Il moderno revisionismo, quale fenomeno internazionale manifestatosi in quel periodo, ha le sue origini in due fenomeni:
- Sul piano esterno, l’accerchiamento capitalistico e l’enorme pressione esercitata dall’imperialismo – soprattutto dall’imperialismo degli Stati Uniti che si era rafforzato, e dal blocco anticomunista da essi egemonizzato – sul movimento comunista e operaio internazionale (sia sui Partiti che erano giunti al potere, sia su quelli che non vi erano giunti). Una situazione storica specifica, con l’intera borghesia mondiale, le sue istituzioni, agenzie, forze di riserva, etc., schierata dietro la direzione della borghesia imperialista statunitense per combattere il socialismo.
- Sul piano interno la formazione di una nuova classe privilegiata nell’apparato statale sovietico e la successiva liquidazione della proprietà socialista, che hanno determinato la tendenza alla conciliazione, alle concessioni, alla collaborazione e infine alla capitolazione di fronte alla pressione imperialista.
Questi fenomeni di ordine esterno e di ordine interno non vanno concepiti isolati l’uno dall’altro; sono infatti strettamente collegati fra di loro, si intrecciano, determinando il quadro complessivo entro il quale si è svolta la degenerazione revisionista.
Occorre osservare che dopo la seconda guerra mondiale l’imperialismo non poteva condurre e vincere la lotta contro il marxismo-leninismo direttamente, con una aggressione.
Il socialismo aveva dimostrato di saper sconfiggere il nazifascismo e non sarebbe crollato di fronte a un attacco esterno. L’imperialismo, una volta privato del monopolio nucleare, pur continuando a minacciare l’attacco atomico (e preparando piani in tal senso), concentrò la sua capacità controrivoluzionaria nel rendere più attive tutte le forze dell’opportunismo nel sabotaggio e nella degenerazione dall’interno dei paesi socialisti e dei partiti comunisti.
Si può dunque affermare che il moderno revisionismo è stato – in una variante o nell’altra e con le diverse tattiche seguite a seconda delle condizioni specifiche esistenti nei differenti paesi – il risultato della pressione esterna dell’imperialismo e della pressione interna della borghesia e della piccola borghesia che si svolgeva su più piani: ideologico, politico, strategico-militare, economico e finanziario, psicologico, culturale, etico, estetico, etc.

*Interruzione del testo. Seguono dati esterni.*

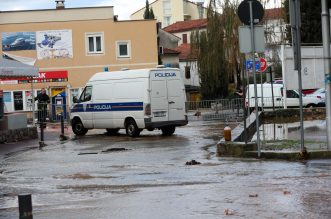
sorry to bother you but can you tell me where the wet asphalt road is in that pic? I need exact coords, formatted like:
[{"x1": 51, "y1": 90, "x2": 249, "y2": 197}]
[{"x1": 0, "y1": 120, "x2": 331, "y2": 219}]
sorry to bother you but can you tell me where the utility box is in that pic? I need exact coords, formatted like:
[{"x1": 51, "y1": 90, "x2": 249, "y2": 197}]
[{"x1": 0, "y1": 90, "x2": 3, "y2": 120}]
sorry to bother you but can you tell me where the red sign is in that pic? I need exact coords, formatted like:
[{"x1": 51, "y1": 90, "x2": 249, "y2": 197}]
[
  {"x1": 259, "y1": 58, "x2": 267, "y2": 72},
  {"x1": 0, "y1": 71, "x2": 68, "y2": 82}
]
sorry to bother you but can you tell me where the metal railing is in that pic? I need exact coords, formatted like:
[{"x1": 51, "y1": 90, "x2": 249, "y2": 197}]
[
  {"x1": 186, "y1": 98, "x2": 245, "y2": 121},
  {"x1": 27, "y1": 103, "x2": 70, "y2": 125}
]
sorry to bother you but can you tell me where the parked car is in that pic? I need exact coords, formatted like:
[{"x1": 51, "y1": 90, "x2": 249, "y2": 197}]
[
  {"x1": 307, "y1": 88, "x2": 326, "y2": 107},
  {"x1": 246, "y1": 84, "x2": 322, "y2": 111}
]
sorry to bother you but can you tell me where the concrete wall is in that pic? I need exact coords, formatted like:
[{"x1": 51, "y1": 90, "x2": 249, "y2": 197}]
[{"x1": 283, "y1": 46, "x2": 325, "y2": 90}]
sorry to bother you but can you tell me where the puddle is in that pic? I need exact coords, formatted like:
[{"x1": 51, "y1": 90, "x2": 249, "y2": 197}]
[{"x1": 253, "y1": 120, "x2": 326, "y2": 141}]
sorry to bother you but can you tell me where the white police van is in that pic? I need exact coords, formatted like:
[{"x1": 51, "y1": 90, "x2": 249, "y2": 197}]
[{"x1": 70, "y1": 68, "x2": 188, "y2": 137}]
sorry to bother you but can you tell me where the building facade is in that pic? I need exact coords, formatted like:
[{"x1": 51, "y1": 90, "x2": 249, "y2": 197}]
[
  {"x1": 131, "y1": 0, "x2": 207, "y2": 28},
  {"x1": 0, "y1": 6, "x2": 158, "y2": 116},
  {"x1": 162, "y1": 19, "x2": 207, "y2": 101}
]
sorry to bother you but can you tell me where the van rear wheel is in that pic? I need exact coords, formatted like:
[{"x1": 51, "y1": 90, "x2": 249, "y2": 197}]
[
  {"x1": 161, "y1": 126, "x2": 176, "y2": 136},
  {"x1": 125, "y1": 120, "x2": 140, "y2": 137},
  {"x1": 106, "y1": 128, "x2": 120, "y2": 135},
  {"x1": 72, "y1": 119, "x2": 88, "y2": 136}
]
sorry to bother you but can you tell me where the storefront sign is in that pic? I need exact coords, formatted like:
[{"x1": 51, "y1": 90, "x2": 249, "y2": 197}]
[{"x1": 0, "y1": 70, "x2": 68, "y2": 83}]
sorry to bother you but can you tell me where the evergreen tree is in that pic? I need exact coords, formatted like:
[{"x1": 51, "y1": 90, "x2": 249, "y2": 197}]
[
  {"x1": 150, "y1": 7, "x2": 155, "y2": 19},
  {"x1": 143, "y1": 0, "x2": 150, "y2": 19},
  {"x1": 284, "y1": 0, "x2": 331, "y2": 43},
  {"x1": 191, "y1": 0, "x2": 229, "y2": 99}
]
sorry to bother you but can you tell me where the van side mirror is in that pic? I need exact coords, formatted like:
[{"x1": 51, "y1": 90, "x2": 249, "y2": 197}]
[{"x1": 73, "y1": 96, "x2": 79, "y2": 103}]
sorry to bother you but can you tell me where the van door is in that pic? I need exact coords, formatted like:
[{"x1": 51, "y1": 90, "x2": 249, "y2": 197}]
[
  {"x1": 150, "y1": 74, "x2": 169, "y2": 122},
  {"x1": 167, "y1": 77, "x2": 186, "y2": 121},
  {"x1": 76, "y1": 86, "x2": 93, "y2": 128}
]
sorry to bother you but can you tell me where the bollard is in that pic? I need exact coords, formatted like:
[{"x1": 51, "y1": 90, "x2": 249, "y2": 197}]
[
  {"x1": 39, "y1": 121, "x2": 45, "y2": 148},
  {"x1": 59, "y1": 114, "x2": 68, "y2": 141},
  {"x1": 224, "y1": 124, "x2": 232, "y2": 141},
  {"x1": 18, "y1": 194, "x2": 33, "y2": 219}
]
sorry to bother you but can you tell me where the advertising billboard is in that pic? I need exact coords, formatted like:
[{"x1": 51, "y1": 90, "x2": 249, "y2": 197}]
[
  {"x1": 36, "y1": 30, "x2": 73, "y2": 59},
  {"x1": 2, "y1": 32, "x2": 36, "y2": 51}
]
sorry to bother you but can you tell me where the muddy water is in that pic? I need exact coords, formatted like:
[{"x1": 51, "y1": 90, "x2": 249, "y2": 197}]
[{"x1": 1, "y1": 120, "x2": 331, "y2": 219}]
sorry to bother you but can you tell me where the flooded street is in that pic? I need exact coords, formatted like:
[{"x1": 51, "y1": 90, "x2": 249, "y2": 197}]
[{"x1": 1, "y1": 120, "x2": 331, "y2": 219}]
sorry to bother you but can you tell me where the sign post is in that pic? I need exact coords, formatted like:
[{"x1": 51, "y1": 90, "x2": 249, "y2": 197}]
[
  {"x1": 290, "y1": 0, "x2": 305, "y2": 153},
  {"x1": 238, "y1": 0, "x2": 264, "y2": 158}
]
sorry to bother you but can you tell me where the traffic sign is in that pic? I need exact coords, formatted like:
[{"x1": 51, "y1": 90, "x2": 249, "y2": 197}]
[
  {"x1": 237, "y1": 0, "x2": 264, "y2": 25},
  {"x1": 246, "y1": 60, "x2": 260, "y2": 71},
  {"x1": 259, "y1": 58, "x2": 267, "y2": 72}
]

Pressioni che hanno trovato un terreno favorevole in alcuni limiti soggettivi del movimento comunista, specialmente sul piano ideologico.
L’offensiva condotta dall’imperialismo fu una lotta a morte, in cui la borghesia, di fronte alla formazione di un potente campo socialista, antimperialista e democratico, raccolse tutte le sue forze in un solo campo imperialista, guerrafondaio e reazionario diretto dagli Stati Uniti d’America, per lottare contro lo sviluppo del movimento rivoluzionario della classe operaia e dei popoli e il ribaltamento dei rapporti di forza fra capitalismo e socialismo su scala mondiale.

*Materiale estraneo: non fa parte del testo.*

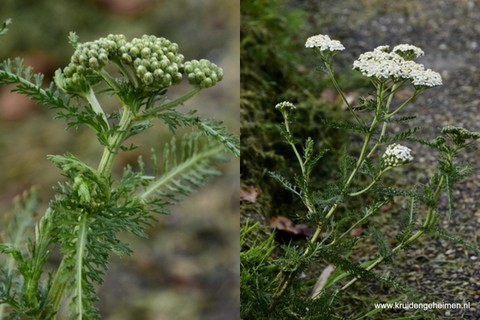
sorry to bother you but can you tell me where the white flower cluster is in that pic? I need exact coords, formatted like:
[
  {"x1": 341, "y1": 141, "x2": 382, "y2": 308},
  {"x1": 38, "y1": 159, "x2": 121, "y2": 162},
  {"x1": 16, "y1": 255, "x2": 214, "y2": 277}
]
[
  {"x1": 305, "y1": 34, "x2": 345, "y2": 52},
  {"x1": 410, "y1": 68, "x2": 443, "y2": 87},
  {"x1": 353, "y1": 45, "x2": 442, "y2": 87},
  {"x1": 275, "y1": 101, "x2": 296, "y2": 111},
  {"x1": 382, "y1": 144, "x2": 413, "y2": 167},
  {"x1": 392, "y1": 44, "x2": 424, "y2": 59}
]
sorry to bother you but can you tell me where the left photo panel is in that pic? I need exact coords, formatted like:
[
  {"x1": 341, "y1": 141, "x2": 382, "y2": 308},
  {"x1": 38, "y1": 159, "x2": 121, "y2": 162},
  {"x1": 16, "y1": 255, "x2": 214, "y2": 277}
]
[{"x1": 0, "y1": 0, "x2": 239, "y2": 319}]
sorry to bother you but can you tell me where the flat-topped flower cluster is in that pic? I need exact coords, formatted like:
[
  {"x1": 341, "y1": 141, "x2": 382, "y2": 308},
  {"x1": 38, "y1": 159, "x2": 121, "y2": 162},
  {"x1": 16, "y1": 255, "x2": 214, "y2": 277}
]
[
  {"x1": 305, "y1": 34, "x2": 345, "y2": 52},
  {"x1": 305, "y1": 34, "x2": 442, "y2": 88},
  {"x1": 382, "y1": 144, "x2": 413, "y2": 167},
  {"x1": 353, "y1": 45, "x2": 441, "y2": 87}
]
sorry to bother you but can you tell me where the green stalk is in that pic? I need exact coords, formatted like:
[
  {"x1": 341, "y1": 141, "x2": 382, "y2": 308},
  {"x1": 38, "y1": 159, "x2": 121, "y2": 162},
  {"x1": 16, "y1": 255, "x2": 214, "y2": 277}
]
[
  {"x1": 74, "y1": 214, "x2": 88, "y2": 320},
  {"x1": 344, "y1": 82, "x2": 385, "y2": 188},
  {"x1": 47, "y1": 105, "x2": 135, "y2": 317},
  {"x1": 283, "y1": 115, "x2": 306, "y2": 177},
  {"x1": 338, "y1": 175, "x2": 445, "y2": 291},
  {"x1": 366, "y1": 82, "x2": 397, "y2": 158},
  {"x1": 332, "y1": 200, "x2": 388, "y2": 246},
  {"x1": 386, "y1": 91, "x2": 418, "y2": 119},
  {"x1": 348, "y1": 167, "x2": 392, "y2": 197},
  {"x1": 140, "y1": 87, "x2": 201, "y2": 119},
  {"x1": 272, "y1": 81, "x2": 389, "y2": 302},
  {"x1": 324, "y1": 62, "x2": 363, "y2": 125},
  {"x1": 97, "y1": 107, "x2": 134, "y2": 177}
]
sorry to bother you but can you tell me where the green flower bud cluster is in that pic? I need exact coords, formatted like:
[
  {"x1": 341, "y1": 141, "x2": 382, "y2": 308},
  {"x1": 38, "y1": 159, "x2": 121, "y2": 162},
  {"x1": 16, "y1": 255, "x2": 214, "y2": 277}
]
[
  {"x1": 118, "y1": 35, "x2": 184, "y2": 88},
  {"x1": 441, "y1": 126, "x2": 480, "y2": 146},
  {"x1": 59, "y1": 34, "x2": 223, "y2": 95},
  {"x1": 60, "y1": 34, "x2": 186, "y2": 92},
  {"x1": 184, "y1": 59, "x2": 223, "y2": 88},
  {"x1": 60, "y1": 34, "x2": 126, "y2": 92}
]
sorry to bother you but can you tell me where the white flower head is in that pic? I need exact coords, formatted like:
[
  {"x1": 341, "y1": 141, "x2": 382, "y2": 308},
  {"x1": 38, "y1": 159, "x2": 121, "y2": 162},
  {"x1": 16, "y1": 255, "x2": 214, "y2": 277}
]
[
  {"x1": 393, "y1": 44, "x2": 424, "y2": 60},
  {"x1": 410, "y1": 68, "x2": 443, "y2": 87},
  {"x1": 353, "y1": 49, "x2": 405, "y2": 79},
  {"x1": 382, "y1": 144, "x2": 413, "y2": 167},
  {"x1": 305, "y1": 34, "x2": 345, "y2": 52},
  {"x1": 353, "y1": 45, "x2": 442, "y2": 87},
  {"x1": 275, "y1": 101, "x2": 296, "y2": 111}
]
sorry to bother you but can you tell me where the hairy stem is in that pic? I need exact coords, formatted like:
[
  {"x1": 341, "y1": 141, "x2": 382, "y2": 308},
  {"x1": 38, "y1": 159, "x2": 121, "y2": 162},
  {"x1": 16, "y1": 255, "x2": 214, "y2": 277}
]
[{"x1": 97, "y1": 107, "x2": 134, "y2": 176}]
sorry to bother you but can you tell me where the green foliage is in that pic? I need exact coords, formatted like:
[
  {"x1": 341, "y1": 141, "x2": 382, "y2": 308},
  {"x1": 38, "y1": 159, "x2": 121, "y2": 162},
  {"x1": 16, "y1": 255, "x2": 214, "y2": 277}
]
[
  {"x1": 240, "y1": 221, "x2": 278, "y2": 319},
  {"x1": 0, "y1": 21, "x2": 237, "y2": 319}
]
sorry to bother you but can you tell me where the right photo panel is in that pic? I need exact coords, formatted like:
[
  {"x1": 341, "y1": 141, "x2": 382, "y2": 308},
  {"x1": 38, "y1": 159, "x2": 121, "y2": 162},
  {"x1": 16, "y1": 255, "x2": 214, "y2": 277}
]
[{"x1": 240, "y1": 0, "x2": 480, "y2": 319}]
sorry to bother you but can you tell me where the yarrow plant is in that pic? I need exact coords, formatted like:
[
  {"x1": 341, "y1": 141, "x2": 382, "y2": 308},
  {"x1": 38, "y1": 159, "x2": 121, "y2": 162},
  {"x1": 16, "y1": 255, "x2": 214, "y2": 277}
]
[
  {"x1": 0, "y1": 20, "x2": 238, "y2": 319},
  {"x1": 241, "y1": 32, "x2": 480, "y2": 319}
]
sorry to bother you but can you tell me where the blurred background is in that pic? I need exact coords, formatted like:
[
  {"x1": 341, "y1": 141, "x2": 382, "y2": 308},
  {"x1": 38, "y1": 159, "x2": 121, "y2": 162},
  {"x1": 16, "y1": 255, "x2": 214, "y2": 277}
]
[{"x1": 0, "y1": 0, "x2": 239, "y2": 319}]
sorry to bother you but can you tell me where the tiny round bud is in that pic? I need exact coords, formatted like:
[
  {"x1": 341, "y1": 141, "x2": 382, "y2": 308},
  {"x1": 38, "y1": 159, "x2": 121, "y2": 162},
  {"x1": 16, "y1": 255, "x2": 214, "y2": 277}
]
[
  {"x1": 130, "y1": 46, "x2": 139, "y2": 57},
  {"x1": 153, "y1": 69, "x2": 164, "y2": 78},
  {"x1": 122, "y1": 53, "x2": 132, "y2": 63},
  {"x1": 163, "y1": 73, "x2": 172, "y2": 85},
  {"x1": 166, "y1": 52, "x2": 175, "y2": 61},
  {"x1": 173, "y1": 72, "x2": 183, "y2": 82},
  {"x1": 141, "y1": 47, "x2": 151, "y2": 58},
  {"x1": 143, "y1": 72, "x2": 154, "y2": 85},
  {"x1": 136, "y1": 65, "x2": 147, "y2": 76},
  {"x1": 98, "y1": 53, "x2": 108, "y2": 65},
  {"x1": 89, "y1": 57, "x2": 99, "y2": 69},
  {"x1": 78, "y1": 54, "x2": 88, "y2": 64},
  {"x1": 159, "y1": 59, "x2": 169, "y2": 69},
  {"x1": 133, "y1": 58, "x2": 142, "y2": 67}
]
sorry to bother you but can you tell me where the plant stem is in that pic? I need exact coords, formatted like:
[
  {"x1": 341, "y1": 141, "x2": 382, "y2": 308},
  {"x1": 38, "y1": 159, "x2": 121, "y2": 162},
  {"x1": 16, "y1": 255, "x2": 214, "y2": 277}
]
[
  {"x1": 140, "y1": 87, "x2": 201, "y2": 119},
  {"x1": 344, "y1": 82, "x2": 385, "y2": 188},
  {"x1": 366, "y1": 82, "x2": 397, "y2": 158},
  {"x1": 348, "y1": 167, "x2": 391, "y2": 197},
  {"x1": 97, "y1": 107, "x2": 134, "y2": 176},
  {"x1": 272, "y1": 81, "x2": 388, "y2": 302},
  {"x1": 339, "y1": 175, "x2": 445, "y2": 291},
  {"x1": 386, "y1": 91, "x2": 418, "y2": 119},
  {"x1": 47, "y1": 104, "x2": 135, "y2": 316},
  {"x1": 324, "y1": 62, "x2": 363, "y2": 125},
  {"x1": 283, "y1": 116, "x2": 306, "y2": 176},
  {"x1": 74, "y1": 214, "x2": 88, "y2": 320}
]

Questa situazione permise all’imperialismo per la prima volta, anche se temporaneamente, di lanciare un attacco unificato e coordinato da un unico centro contro il socialismo e il movimento rivoluzionario della classe operaia e dei popoli. Si tratta di una situazione storica difficilmente replicabile.

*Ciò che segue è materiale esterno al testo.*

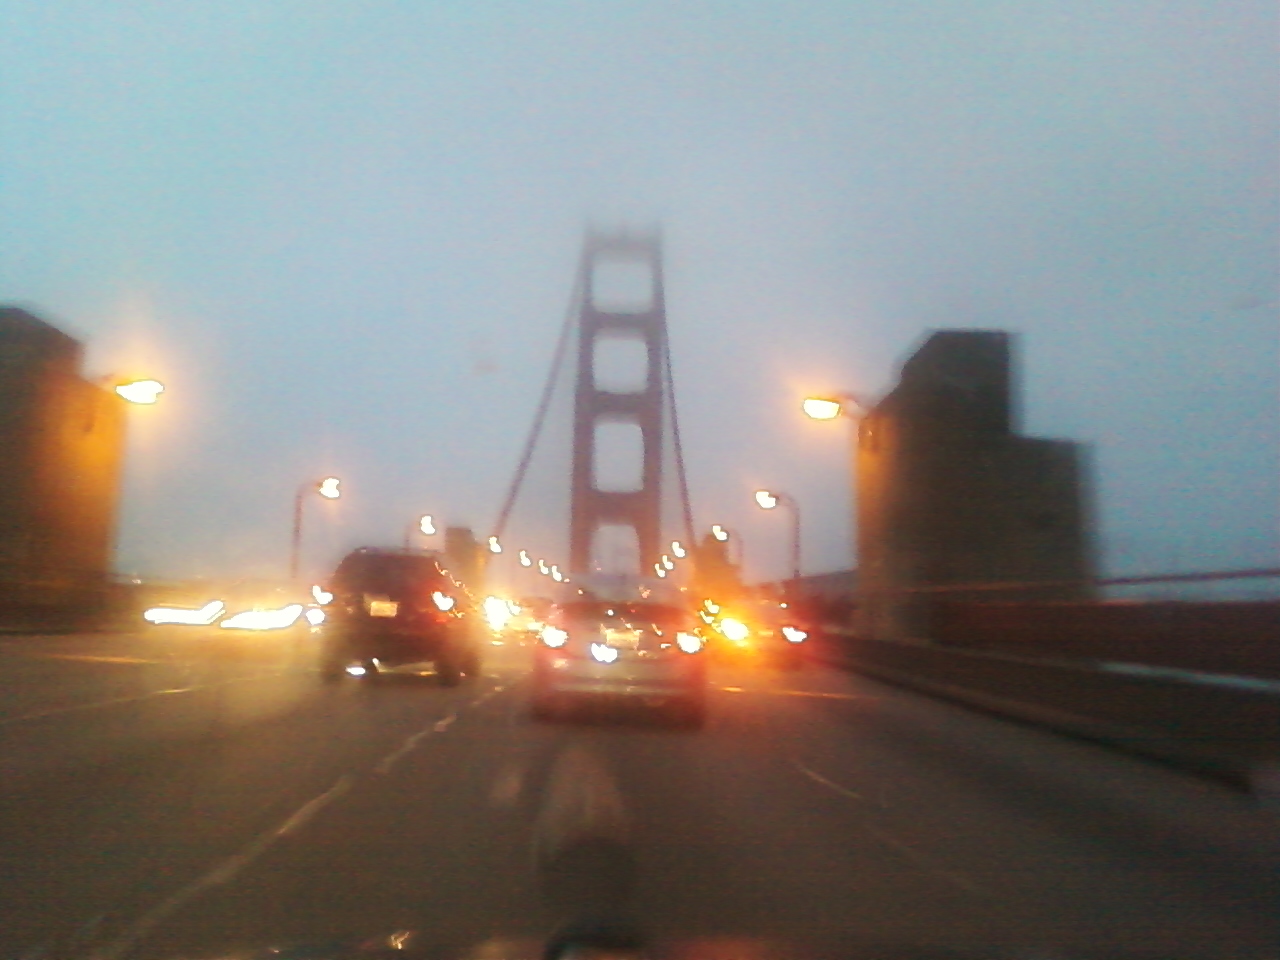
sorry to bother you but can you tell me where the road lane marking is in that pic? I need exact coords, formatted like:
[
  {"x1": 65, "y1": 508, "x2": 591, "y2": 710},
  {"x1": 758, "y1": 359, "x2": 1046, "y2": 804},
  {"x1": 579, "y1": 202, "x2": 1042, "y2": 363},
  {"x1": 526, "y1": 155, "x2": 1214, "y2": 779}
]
[
  {"x1": 375, "y1": 711, "x2": 458, "y2": 774},
  {"x1": 858, "y1": 821, "x2": 990, "y2": 898},
  {"x1": 0, "y1": 672, "x2": 289, "y2": 726},
  {"x1": 89, "y1": 776, "x2": 353, "y2": 960},
  {"x1": 28, "y1": 653, "x2": 168, "y2": 665},
  {"x1": 774, "y1": 689, "x2": 874, "y2": 701},
  {"x1": 792, "y1": 759, "x2": 990, "y2": 898},
  {"x1": 718, "y1": 685, "x2": 872, "y2": 701},
  {"x1": 792, "y1": 759, "x2": 864, "y2": 800}
]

Il capitale finanziario rinnovò e rafforzò i suoi rapporti con l’aristocrazia e la burocrazia operaia e sindacale, con i Partiti e gli elementi vacillanti, cercando di attrarli e manipolarli.
L’offensiva imperialista trovò dapprima i suoi primi punti di appoggio in alcuni partiti che erano sotto la pressione diretta dell’imperialismo USA (v. il fenomeno del browderismo sorto negli Usa nel 1944, che fu il precursore del moderno revisionismo), o che, oltre ai legami con l’imperialismo, presentavano gravi deviazioni dal marxismo-leninismo (v. il revisionismo jugoslavo, manifestatosi nel 1948 in un partito al potere e in un momento in cui si acuiva la lotta fra il socialismo e l’imperialismo).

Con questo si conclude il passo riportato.